Se questa è la breve storia della valle, discorso diverso va fatto per gli anni più recenti, in cui la medesima storia ha subìto una tragica battuta d’arresto. Tra Preci e Norcia, infatti, il 30 ottobre 2016 c’è stato l’epicentro della più forte scossa (magnitudo 6,5) registrata durante la sequenza sismica Amatrice-Norcia-Visso. La “botta grossa”, come è stata chiamata (da cui il docufilm del 2017 di Sandro Baldoni, La botta grossa. Storie da dentro il terremoto), un evento che ha messo in ginocchio la comunità valligiana, di per sé piuttosto avvezza ai terremoti ma già fortemente provata dalle scosse dell’agosto precedente.

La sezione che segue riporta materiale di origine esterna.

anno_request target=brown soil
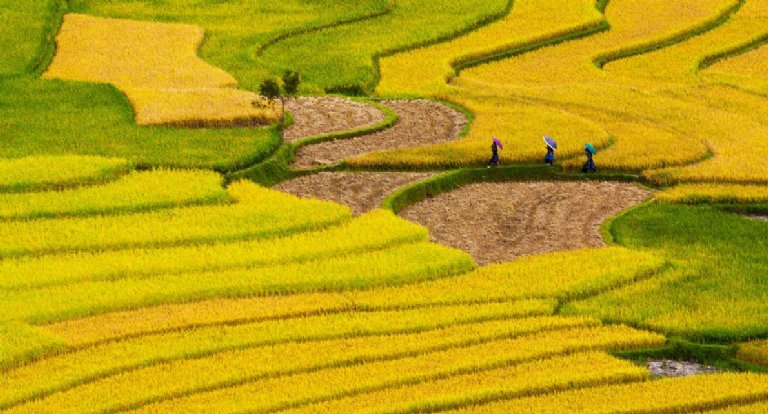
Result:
[273,172,433,215]
[648,359,717,377]
[283,96,385,141]
[294,99,467,167]
[400,181,650,265]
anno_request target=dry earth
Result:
[274,172,433,215]
[648,359,717,377]
[400,181,651,265]
[294,99,467,167]
[283,96,385,141]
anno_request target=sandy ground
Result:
[648,359,717,377]
[400,181,651,265]
[294,99,467,167]
[273,172,433,215]
[283,96,385,141]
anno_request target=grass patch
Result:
[0,78,280,171]
[562,203,768,342]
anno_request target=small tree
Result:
[259,79,285,125]
[283,70,301,96]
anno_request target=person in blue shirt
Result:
[488,142,499,168]
[581,147,597,174]
[544,145,555,165]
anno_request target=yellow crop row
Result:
[286,352,648,413]
[0,210,427,290]
[459,374,768,414]
[702,44,768,97]
[702,0,768,94]
[457,1,768,188]
[350,247,663,307]
[656,184,768,203]
[0,156,133,192]
[0,303,568,406]
[44,14,280,127]
[0,242,475,328]
[0,181,351,257]
[36,244,663,345]
[9,317,587,412]
[0,321,65,370]
[130,327,663,412]
[461,0,735,87]
[605,0,768,88]
[376,0,603,97]
[0,170,228,219]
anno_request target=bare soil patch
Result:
[273,172,434,215]
[294,99,467,167]
[648,359,717,377]
[283,96,385,141]
[400,181,651,265]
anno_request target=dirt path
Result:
[273,172,433,215]
[400,181,650,265]
[283,96,385,141]
[294,99,467,167]
[648,359,717,377]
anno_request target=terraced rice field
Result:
[0,0,768,413]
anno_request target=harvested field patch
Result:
[400,181,650,265]
[294,99,467,167]
[648,359,717,377]
[283,96,384,141]
[273,172,433,215]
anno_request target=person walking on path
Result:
[544,135,557,166]
[488,138,504,168]
[544,145,555,165]
[581,144,597,174]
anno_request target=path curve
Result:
[283,96,386,142]
[400,181,651,265]
[273,172,434,215]
[293,99,467,167]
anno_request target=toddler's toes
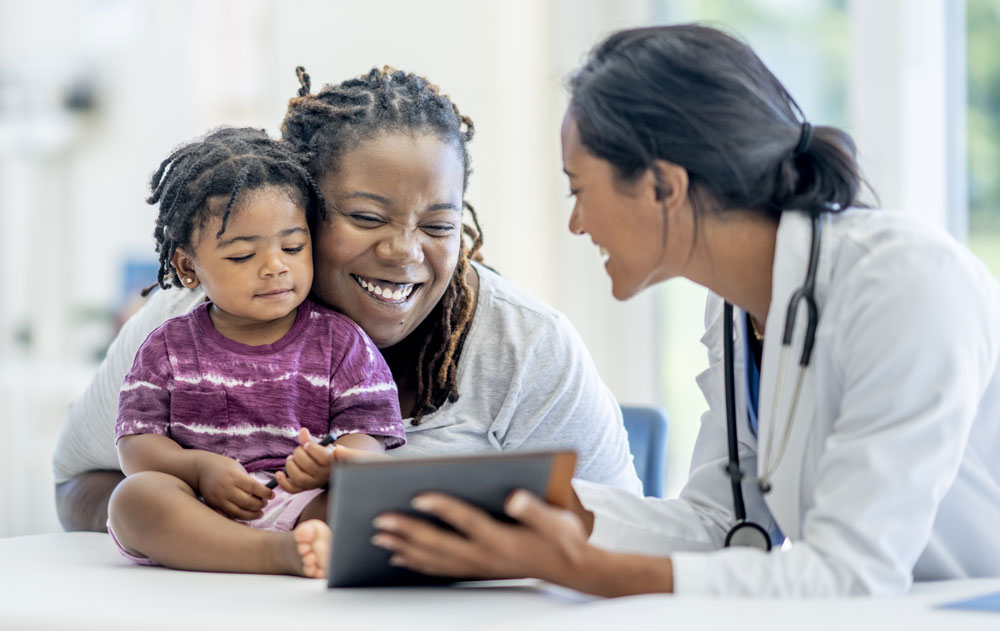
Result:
[292,519,331,578]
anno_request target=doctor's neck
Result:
[684,209,778,331]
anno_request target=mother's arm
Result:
[56,471,125,532]
[52,289,205,531]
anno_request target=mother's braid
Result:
[281,66,483,425]
[143,130,326,295]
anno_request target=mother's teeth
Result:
[355,276,414,300]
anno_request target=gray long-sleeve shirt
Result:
[53,265,641,493]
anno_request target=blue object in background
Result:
[119,258,160,304]
[938,592,1000,613]
[622,405,667,497]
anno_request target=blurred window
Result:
[965,0,1000,278]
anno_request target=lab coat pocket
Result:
[170,390,232,457]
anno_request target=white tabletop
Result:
[0,533,1000,631]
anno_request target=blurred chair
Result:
[622,405,667,497]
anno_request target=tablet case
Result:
[327,451,576,587]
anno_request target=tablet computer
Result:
[327,451,576,587]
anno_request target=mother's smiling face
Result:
[313,132,465,348]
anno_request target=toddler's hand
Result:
[198,452,274,520]
[274,427,333,493]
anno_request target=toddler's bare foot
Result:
[292,519,331,578]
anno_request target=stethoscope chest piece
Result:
[726,521,771,552]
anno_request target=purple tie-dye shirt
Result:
[115,300,406,473]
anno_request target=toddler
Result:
[108,128,405,577]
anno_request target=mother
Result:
[53,68,640,530]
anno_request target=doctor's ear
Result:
[650,160,688,208]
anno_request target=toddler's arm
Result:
[118,434,274,520]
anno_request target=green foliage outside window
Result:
[966,0,1000,277]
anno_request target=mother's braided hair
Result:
[281,66,483,425]
[143,127,326,295]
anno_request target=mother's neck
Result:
[684,210,778,325]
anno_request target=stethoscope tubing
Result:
[722,210,823,545]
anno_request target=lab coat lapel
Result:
[757,212,829,540]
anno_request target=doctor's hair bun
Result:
[569,24,862,220]
[768,126,863,216]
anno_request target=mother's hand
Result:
[372,491,599,589]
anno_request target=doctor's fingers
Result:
[504,490,587,541]
[372,513,508,578]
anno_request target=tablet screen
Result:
[327,451,576,587]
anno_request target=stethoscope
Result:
[722,209,823,550]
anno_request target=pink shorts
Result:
[108,471,325,565]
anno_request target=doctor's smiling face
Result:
[562,112,691,300]
[313,133,465,348]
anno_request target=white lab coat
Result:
[577,210,1000,596]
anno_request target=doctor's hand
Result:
[372,490,674,597]
[372,491,601,589]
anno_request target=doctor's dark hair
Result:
[281,66,483,425]
[569,24,863,221]
[143,127,326,295]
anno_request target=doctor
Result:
[366,26,1000,596]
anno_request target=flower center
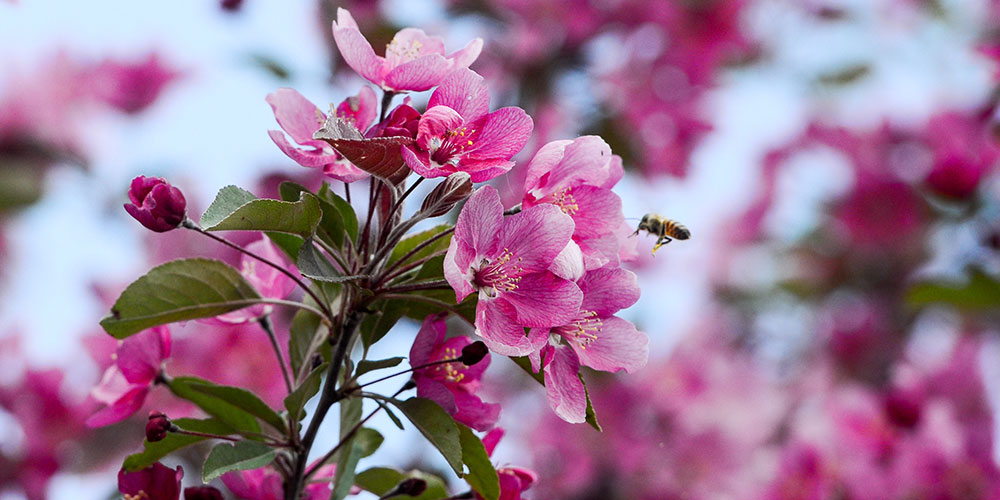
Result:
[434,347,465,384]
[552,186,580,216]
[385,38,424,61]
[430,127,476,166]
[553,311,604,350]
[473,248,524,297]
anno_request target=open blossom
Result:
[118,462,184,500]
[201,236,298,325]
[333,8,483,92]
[410,315,500,431]
[87,326,170,427]
[444,186,583,356]
[125,175,187,233]
[222,463,342,500]
[529,268,649,423]
[266,87,378,182]
[522,135,626,269]
[475,428,538,500]
[402,69,533,182]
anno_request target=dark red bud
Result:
[125,175,187,233]
[184,486,222,500]
[420,172,472,217]
[146,411,174,443]
[462,340,490,366]
[218,0,243,11]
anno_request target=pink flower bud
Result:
[146,411,173,443]
[184,486,222,500]
[125,175,187,233]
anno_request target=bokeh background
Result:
[0,0,1000,500]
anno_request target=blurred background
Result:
[0,0,1000,500]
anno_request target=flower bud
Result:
[184,486,222,500]
[125,175,187,233]
[420,172,472,217]
[462,340,489,366]
[146,411,174,443]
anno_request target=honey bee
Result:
[632,214,691,255]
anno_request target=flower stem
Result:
[257,315,293,394]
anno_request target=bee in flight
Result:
[632,214,691,255]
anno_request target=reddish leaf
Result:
[313,116,414,184]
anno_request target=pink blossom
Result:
[118,462,184,500]
[201,236,298,325]
[410,315,500,431]
[475,428,538,500]
[222,463,342,500]
[87,326,170,427]
[402,69,532,182]
[444,186,583,356]
[88,52,180,114]
[522,135,625,269]
[333,8,483,92]
[124,175,187,233]
[529,268,649,423]
[266,87,378,182]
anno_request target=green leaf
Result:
[167,377,260,434]
[288,309,329,376]
[101,259,261,339]
[577,374,604,432]
[393,398,463,476]
[278,181,346,248]
[354,356,405,377]
[319,183,358,242]
[201,441,275,483]
[361,294,410,348]
[186,377,288,434]
[266,231,305,265]
[456,423,500,500]
[354,427,385,458]
[122,418,233,472]
[389,224,452,264]
[199,186,257,227]
[354,467,448,500]
[202,193,323,238]
[906,269,1000,311]
[285,363,330,422]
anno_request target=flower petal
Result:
[476,296,532,356]
[333,8,385,85]
[577,267,639,317]
[569,316,649,373]
[545,347,587,424]
[498,203,574,273]
[427,68,490,122]
[497,271,583,326]
[265,88,326,144]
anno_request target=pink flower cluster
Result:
[444,137,648,422]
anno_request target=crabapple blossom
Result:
[125,175,187,233]
[402,69,532,182]
[333,8,483,92]
[529,268,649,423]
[118,462,184,500]
[444,186,583,356]
[266,87,378,182]
[410,315,500,431]
[521,135,626,269]
[87,326,170,427]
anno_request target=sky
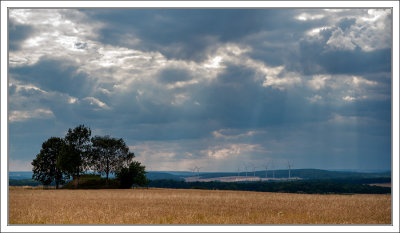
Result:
[8,8,392,171]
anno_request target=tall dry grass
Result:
[9,188,391,224]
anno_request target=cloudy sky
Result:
[8,8,392,171]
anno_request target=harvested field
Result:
[9,187,391,224]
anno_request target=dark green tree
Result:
[116,161,149,188]
[91,136,135,184]
[32,137,65,189]
[57,125,92,181]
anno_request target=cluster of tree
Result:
[148,180,391,194]
[32,125,148,188]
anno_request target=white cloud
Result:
[212,129,266,139]
[308,75,331,90]
[201,144,267,160]
[82,97,110,110]
[307,95,322,103]
[295,13,325,21]
[347,76,378,87]
[326,28,356,50]
[8,108,55,122]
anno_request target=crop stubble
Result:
[9,187,391,224]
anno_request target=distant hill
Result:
[146,172,183,181]
[195,169,391,179]
[9,169,391,186]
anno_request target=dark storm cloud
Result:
[296,41,391,75]
[159,68,192,84]
[9,9,391,170]
[83,9,314,60]
[8,20,34,50]
[10,58,95,98]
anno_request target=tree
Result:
[32,137,65,189]
[57,125,92,180]
[91,136,135,184]
[116,161,149,188]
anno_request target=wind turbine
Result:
[194,166,201,179]
[287,160,293,179]
[270,161,275,179]
[243,164,247,178]
[264,162,269,178]
[252,164,257,177]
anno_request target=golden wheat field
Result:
[9,187,391,224]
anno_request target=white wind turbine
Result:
[287,160,293,179]
[264,161,269,178]
[243,163,247,178]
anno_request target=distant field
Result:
[9,187,391,224]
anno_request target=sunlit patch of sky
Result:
[8,9,392,171]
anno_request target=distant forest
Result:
[148,178,391,194]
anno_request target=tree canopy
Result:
[57,125,92,179]
[91,136,135,181]
[32,137,65,188]
[32,125,147,188]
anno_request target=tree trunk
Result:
[106,159,110,186]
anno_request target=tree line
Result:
[148,180,391,194]
[32,125,148,188]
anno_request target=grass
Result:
[9,187,391,224]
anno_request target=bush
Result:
[115,161,149,189]
[62,174,120,189]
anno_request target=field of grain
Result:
[9,187,391,224]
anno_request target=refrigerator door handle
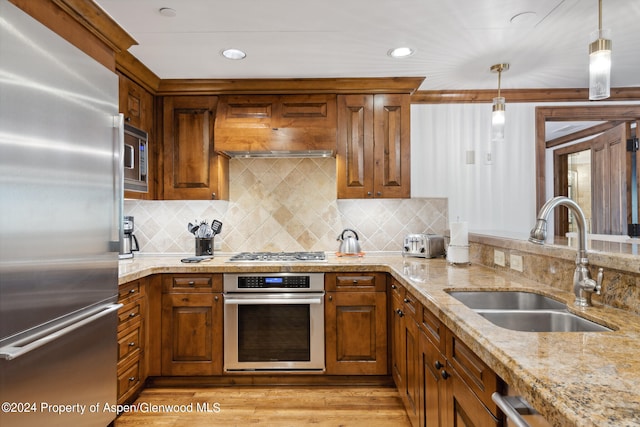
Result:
[0,304,122,360]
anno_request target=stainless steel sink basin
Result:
[476,310,612,332]
[449,291,612,332]
[449,291,566,310]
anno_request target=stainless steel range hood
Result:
[222,150,335,159]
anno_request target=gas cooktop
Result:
[229,252,327,262]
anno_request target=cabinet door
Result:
[419,331,451,427]
[162,293,223,375]
[163,96,229,200]
[447,370,502,427]
[400,316,421,427]
[390,281,406,390]
[336,95,374,199]
[373,94,411,198]
[325,292,387,375]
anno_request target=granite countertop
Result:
[120,253,640,426]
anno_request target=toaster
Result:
[402,234,444,258]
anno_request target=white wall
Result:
[411,104,536,235]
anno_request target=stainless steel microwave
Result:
[123,124,149,193]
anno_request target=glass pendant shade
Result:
[589,30,611,101]
[491,96,505,141]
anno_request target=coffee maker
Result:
[120,216,140,259]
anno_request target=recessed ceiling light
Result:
[158,7,177,18]
[220,49,247,59]
[387,47,415,58]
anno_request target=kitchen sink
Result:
[476,310,612,332]
[449,291,566,310]
[448,291,612,332]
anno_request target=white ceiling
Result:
[95,0,640,90]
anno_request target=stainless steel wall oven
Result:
[223,273,325,372]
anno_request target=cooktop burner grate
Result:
[229,252,327,262]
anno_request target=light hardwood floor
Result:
[115,386,411,427]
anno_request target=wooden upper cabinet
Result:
[163,96,229,200]
[337,94,411,199]
[215,94,336,152]
[117,73,158,200]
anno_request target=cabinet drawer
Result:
[118,322,144,362]
[325,273,386,292]
[118,360,142,402]
[389,279,405,301]
[118,299,144,331]
[118,280,144,303]
[402,290,422,323]
[163,274,222,293]
[447,333,503,416]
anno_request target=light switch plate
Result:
[509,254,524,273]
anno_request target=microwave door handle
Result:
[224,297,322,305]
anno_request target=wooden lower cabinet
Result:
[117,279,147,404]
[325,273,388,375]
[390,282,503,427]
[160,275,223,376]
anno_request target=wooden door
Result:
[325,292,387,375]
[163,96,229,200]
[161,293,223,376]
[446,369,502,427]
[390,281,406,390]
[336,95,374,199]
[419,332,449,427]
[373,94,411,198]
[591,123,631,235]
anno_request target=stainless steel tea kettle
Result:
[338,228,361,255]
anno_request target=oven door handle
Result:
[224,296,322,305]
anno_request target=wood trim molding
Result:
[116,51,161,95]
[411,87,640,104]
[156,77,424,95]
[10,0,136,71]
[535,103,640,212]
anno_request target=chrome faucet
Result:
[529,196,604,307]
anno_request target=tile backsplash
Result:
[124,158,448,253]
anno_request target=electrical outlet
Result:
[509,254,524,273]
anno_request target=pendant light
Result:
[490,64,509,141]
[589,0,611,101]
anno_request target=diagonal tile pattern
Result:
[125,158,448,253]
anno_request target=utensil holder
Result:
[196,237,213,256]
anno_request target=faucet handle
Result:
[595,267,604,295]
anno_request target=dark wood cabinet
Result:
[215,94,336,152]
[163,96,229,200]
[325,273,388,375]
[336,94,411,199]
[161,274,223,376]
[117,279,147,404]
[390,281,503,427]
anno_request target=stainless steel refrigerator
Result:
[0,0,122,427]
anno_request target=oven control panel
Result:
[238,276,309,289]
[222,271,324,292]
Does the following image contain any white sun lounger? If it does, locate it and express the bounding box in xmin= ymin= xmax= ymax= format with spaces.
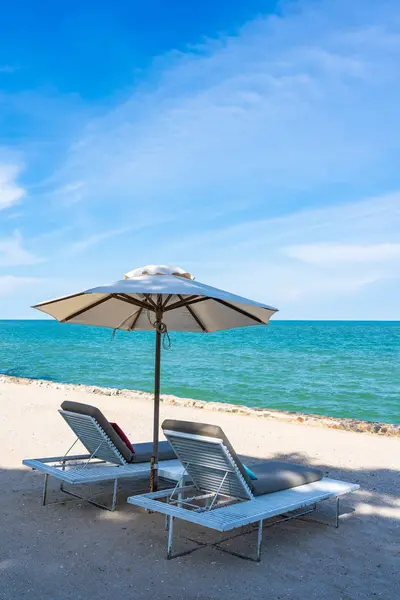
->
xmin=22 ymin=410 xmax=185 ymax=511
xmin=128 ymin=422 xmax=359 ymax=561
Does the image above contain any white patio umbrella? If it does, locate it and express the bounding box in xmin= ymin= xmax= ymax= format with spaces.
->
xmin=33 ymin=265 xmax=277 ymax=491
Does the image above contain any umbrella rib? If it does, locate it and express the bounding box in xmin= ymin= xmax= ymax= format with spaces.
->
xmin=32 ymin=292 xmax=85 ymax=308
xmin=165 ymin=294 xmax=209 ymax=312
xmin=178 ymin=294 xmax=207 ymax=333
xmin=129 ymin=308 xmax=143 ymax=331
xmin=211 ymin=298 xmax=266 ymax=325
xmin=60 ymin=294 xmax=113 ymax=323
xmin=115 ymin=294 xmax=153 ymax=310
xmin=163 ymin=294 xmax=172 ymax=310
xmin=145 ymin=294 xmax=157 ymax=310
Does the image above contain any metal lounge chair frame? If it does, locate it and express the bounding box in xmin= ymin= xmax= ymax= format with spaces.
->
xmin=128 ymin=430 xmax=359 ymax=562
xmin=22 ymin=409 xmax=188 ymax=511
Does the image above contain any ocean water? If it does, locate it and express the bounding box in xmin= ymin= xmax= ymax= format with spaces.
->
xmin=0 ymin=321 xmax=400 ymax=424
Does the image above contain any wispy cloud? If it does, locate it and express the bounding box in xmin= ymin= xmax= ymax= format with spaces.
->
xmin=67 ymin=227 xmax=132 ymax=254
xmin=0 ymin=231 xmax=44 ymax=267
xmin=0 ymin=0 xmax=400 ymax=318
xmin=0 ymin=163 xmax=26 ymax=210
xmin=48 ymin=1 xmax=400 ymax=218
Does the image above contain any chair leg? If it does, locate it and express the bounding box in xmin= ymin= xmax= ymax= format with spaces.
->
xmin=257 ymin=520 xmax=263 ymax=562
xmin=111 ymin=479 xmax=118 ymax=512
xmin=167 ymin=515 xmax=174 ymax=560
xmin=336 ymin=496 xmax=340 ymax=529
xmin=42 ymin=473 xmax=49 ymax=506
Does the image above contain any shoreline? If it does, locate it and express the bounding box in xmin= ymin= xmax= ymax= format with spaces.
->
xmin=0 ymin=374 xmax=400 ymax=437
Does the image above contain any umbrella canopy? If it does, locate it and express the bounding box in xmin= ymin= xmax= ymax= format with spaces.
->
xmin=33 ymin=265 xmax=277 ymax=489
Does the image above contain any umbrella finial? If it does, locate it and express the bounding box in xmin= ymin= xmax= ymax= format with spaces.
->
xmin=124 ymin=265 xmax=194 ymax=279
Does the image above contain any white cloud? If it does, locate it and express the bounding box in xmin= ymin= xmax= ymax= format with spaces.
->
xmin=0 ymin=231 xmax=44 ymax=267
xmin=0 ymin=163 xmax=26 ymax=210
xmin=283 ymin=243 xmax=400 ymax=265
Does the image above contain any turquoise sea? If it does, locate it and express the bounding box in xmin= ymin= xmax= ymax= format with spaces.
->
xmin=0 ymin=321 xmax=400 ymax=424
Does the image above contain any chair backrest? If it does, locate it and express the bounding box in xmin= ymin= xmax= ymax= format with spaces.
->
xmin=163 ymin=422 xmax=253 ymax=500
xmin=58 ymin=409 xmax=127 ymax=465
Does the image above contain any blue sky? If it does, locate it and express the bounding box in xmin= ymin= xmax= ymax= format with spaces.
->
xmin=0 ymin=0 xmax=400 ymax=319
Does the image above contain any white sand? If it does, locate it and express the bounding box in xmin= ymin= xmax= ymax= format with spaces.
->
xmin=0 ymin=382 xmax=400 ymax=600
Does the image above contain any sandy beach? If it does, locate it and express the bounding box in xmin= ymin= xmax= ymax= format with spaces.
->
xmin=0 ymin=381 xmax=400 ymax=600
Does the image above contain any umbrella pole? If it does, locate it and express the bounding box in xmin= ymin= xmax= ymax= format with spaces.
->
xmin=150 ymin=328 xmax=161 ymax=492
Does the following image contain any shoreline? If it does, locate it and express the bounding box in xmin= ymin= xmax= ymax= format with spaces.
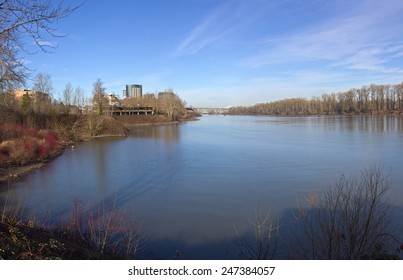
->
xmin=0 ymin=119 xmax=198 ymax=185
xmin=0 ymin=146 xmax=67 ymax=187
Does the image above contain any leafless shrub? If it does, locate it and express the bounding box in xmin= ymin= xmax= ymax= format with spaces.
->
xmin=234 ymin=207 xmax=279 ymax=260
xmin=68 ymin=198 xmax=142 ymax=259
xmin=295 ymin=164 xmax=398 ymax=259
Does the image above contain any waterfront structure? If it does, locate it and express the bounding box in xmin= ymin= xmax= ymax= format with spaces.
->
xmin=13 ymin=89 xmax=51 ymax=102
xmin=123 ymin=84 xmax=143 ymax=98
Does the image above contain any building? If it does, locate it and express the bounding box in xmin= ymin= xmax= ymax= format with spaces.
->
xmin=123 ymin=84 xmax=143 ymax=98
xmin=92 ymin=94 xmax=121 ymax=116
xmin=14 ymin=89 xmax=51 ymax=102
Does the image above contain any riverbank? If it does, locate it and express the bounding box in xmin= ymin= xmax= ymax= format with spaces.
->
xmin=0 ymin=115 xmax=196 ymax=184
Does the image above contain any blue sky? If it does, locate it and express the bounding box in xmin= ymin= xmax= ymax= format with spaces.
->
xmin=24 ymin=0 xmax=403 ymax=107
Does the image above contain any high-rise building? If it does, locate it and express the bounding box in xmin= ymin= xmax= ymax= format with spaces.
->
xmin=123 ymin=84 xmax=143 ymax=98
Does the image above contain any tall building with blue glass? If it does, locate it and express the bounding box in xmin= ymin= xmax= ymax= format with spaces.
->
xmin=123 ymin=84 xmax=143 ymax=98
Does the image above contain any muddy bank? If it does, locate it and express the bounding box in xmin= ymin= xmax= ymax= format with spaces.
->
xmin=0 ymin=146 xmax=65 ymax=184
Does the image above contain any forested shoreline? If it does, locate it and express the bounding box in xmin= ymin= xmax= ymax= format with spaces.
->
xmin=228 ymin=82 xmax=403 ymax=116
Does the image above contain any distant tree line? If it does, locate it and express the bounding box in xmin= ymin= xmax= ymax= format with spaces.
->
xmin=228 ymin=82 xmax=403 ymax=116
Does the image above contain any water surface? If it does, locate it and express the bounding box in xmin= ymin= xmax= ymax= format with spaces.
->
xmin=0 ymin=116 xmax=403 ymax=259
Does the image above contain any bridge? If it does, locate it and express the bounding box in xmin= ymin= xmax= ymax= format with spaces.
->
xmin=109 ymin=106 xmax=155 ymax=116
xmin=195 ymin=107 xmax=229 ymax=115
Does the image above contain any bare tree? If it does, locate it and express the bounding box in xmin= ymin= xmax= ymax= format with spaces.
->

Migliaia di sfollati produsse la “botta grossa”, senza lasciarsi morti alle spalle ma radendo al suolo la quasi totalità degli insediamenti posti sul crinale delle montagne al fianco destro del Campiano. Ed è come ce li ha restituiti il terremoto nel 2016 che questi paesi giacciono ancora oggi in massima parte: abbandonati a sé stessi, inselvatichiti, con l’accesso talvolta interdetto da transenne che sembrano abbandonate anch’esse. Paesi che a volte appaiono sotto forma di vestigia fantasma, perimetri vuoti di pietra assente, o in altri casi con le macerie ancora accumulate in mucchi di sassi inerti da cui sbucano tubi dell’acqua e del gas, tondini di ferro e vari oggetti d’uso comune: un telecomando, una pentola, delle ciabatte, libri, materassi, un divano. E, a volte, oltre le crepe e gli squarci sui muri ricompaiono i monti.